You are asked to design a blob storage system deployed on a lunar base. The interviewer is intentionally making the environment unusual (the Moon) to test your ability to reason from first principles.
Assume the system should:
-
Store large binary objects ("blobs"), such as scientific data files and logs, each from a few KB up to several TB.
-
Support basic operations:
-
PUT
(upload a blob)
-
GET
(download a blob)
-
DELETE
(remove a blob)
-
Provide durability and availability
on the Moon
, even with:
-
Limited hardware (a small cluster of storage nodes).
-
High-latency, intermittent links between Earth and Moon.
-
Handle reads and writes primarily from
clients on the Moon
, with occasional replication to Earth for backup.

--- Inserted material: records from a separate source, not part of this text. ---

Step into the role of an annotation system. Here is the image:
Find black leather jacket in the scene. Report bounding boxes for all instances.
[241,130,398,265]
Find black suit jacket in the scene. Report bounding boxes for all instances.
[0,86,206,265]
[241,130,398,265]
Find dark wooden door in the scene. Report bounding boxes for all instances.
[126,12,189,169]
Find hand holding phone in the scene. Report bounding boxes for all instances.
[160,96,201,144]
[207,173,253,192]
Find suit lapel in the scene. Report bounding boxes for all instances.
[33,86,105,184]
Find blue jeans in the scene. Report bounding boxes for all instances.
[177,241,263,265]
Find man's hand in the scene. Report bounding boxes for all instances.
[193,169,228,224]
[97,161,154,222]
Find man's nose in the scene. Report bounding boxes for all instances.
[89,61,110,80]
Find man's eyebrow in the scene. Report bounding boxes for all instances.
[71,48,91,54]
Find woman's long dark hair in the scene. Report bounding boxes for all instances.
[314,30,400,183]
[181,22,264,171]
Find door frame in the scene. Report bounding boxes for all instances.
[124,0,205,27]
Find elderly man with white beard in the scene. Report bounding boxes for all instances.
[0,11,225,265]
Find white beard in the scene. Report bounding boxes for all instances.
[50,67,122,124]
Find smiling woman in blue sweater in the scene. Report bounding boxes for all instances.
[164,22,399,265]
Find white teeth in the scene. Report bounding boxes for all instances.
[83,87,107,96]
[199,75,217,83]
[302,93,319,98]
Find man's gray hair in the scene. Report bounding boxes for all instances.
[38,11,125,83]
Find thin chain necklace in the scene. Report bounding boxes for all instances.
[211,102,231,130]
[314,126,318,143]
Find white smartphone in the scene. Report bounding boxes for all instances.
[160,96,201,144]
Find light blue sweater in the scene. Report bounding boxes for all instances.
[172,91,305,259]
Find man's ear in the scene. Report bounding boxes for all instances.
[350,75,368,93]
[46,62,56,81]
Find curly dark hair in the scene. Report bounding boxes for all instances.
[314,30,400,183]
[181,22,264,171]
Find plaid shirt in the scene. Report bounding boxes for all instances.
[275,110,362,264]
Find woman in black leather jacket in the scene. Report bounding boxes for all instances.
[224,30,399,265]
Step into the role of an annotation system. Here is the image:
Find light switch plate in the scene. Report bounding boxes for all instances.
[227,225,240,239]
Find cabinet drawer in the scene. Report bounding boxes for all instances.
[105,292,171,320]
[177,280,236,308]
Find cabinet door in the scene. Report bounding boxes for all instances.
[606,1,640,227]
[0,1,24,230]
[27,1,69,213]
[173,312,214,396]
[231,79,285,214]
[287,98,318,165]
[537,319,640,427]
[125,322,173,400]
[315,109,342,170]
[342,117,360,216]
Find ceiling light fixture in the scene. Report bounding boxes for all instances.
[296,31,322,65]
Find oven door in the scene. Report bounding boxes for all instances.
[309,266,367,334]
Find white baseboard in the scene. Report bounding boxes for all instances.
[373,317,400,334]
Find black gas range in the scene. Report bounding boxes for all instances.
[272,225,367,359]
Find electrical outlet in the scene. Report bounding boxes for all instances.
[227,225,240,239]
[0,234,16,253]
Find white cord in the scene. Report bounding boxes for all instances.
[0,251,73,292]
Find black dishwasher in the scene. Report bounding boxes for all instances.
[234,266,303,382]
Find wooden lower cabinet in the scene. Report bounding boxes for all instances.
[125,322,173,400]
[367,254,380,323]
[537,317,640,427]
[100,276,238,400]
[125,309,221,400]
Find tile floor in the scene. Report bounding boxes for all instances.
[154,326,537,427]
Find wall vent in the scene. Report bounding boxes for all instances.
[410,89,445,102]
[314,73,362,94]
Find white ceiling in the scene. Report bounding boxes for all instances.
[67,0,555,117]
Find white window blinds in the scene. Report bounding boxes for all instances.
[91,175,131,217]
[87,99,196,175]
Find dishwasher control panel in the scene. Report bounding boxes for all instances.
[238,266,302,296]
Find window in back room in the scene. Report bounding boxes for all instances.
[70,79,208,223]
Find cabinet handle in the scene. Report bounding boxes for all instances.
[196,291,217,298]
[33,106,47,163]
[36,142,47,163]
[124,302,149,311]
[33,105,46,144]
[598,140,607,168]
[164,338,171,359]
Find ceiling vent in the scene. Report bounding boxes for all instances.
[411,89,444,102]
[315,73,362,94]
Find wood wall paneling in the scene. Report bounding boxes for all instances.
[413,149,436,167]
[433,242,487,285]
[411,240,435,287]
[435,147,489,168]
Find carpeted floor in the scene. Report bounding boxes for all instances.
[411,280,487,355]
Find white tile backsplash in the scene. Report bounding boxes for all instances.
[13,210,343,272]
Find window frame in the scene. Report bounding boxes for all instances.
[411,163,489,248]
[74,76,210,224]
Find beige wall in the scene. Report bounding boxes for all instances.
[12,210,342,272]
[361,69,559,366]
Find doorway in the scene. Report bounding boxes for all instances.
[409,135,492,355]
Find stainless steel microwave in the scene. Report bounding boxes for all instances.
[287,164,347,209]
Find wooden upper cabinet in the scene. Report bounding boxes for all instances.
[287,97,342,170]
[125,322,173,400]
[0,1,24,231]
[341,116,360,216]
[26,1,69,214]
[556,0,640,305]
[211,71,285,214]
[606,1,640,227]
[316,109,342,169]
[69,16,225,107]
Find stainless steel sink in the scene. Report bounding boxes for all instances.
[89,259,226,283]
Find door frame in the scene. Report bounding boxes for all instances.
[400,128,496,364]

Design the system. In your answer, cover:
-
High-level architecture
-
Components (clients, API gateway, metadata service, storage nodes, background replication, etc.).
-
How clients interact with the system for uploads/downloads.
-
Data model and metadata
-
How blobs are identified (IDs, paths, or both).
-
What metadata is stored (size, checksums, versioning, timestamps, ACLs).
-
How metadata is stored and made highly available on the Moon.
-
Storage layout and durability
-
How blobs are split into chunks or stored as whole objects.
-
How you achieve durability with a small number of nodes (e.g., replication factor, erasure coding).
-
Trade-offs between replication vs. erasure coding in a resource-constrained environment.
-
Consistency and replication model
-
Consistency guarantees for clients on the Moon (e.g., read-after-write for a single blob).
-
How and when data is replicated to Earth, given high latency and intermittent connectivity.
-
What to do if Earth is unreachable for long periods.
-
Fault tolerance and operations
-
Handling node failures on the Moon.
-
Detecting corruption (e.g., via checksums) and repairing data.
-
Backup and disaster recovery strategy, including how Earth copies are used.
-
APIs and security
-
Basic REST-like APIs for blob operations.
-
Authentication and authorization assumptions (e.g., per-project or per-user access control).
Make reasonable assumptions where needed (e.g., expected capacity, QPS, number of nodes) and state them explicitly. Focus on clearly explaining your design choices and trade-offs in the context of a constrained lunar environment with unreliable Earth connectivity.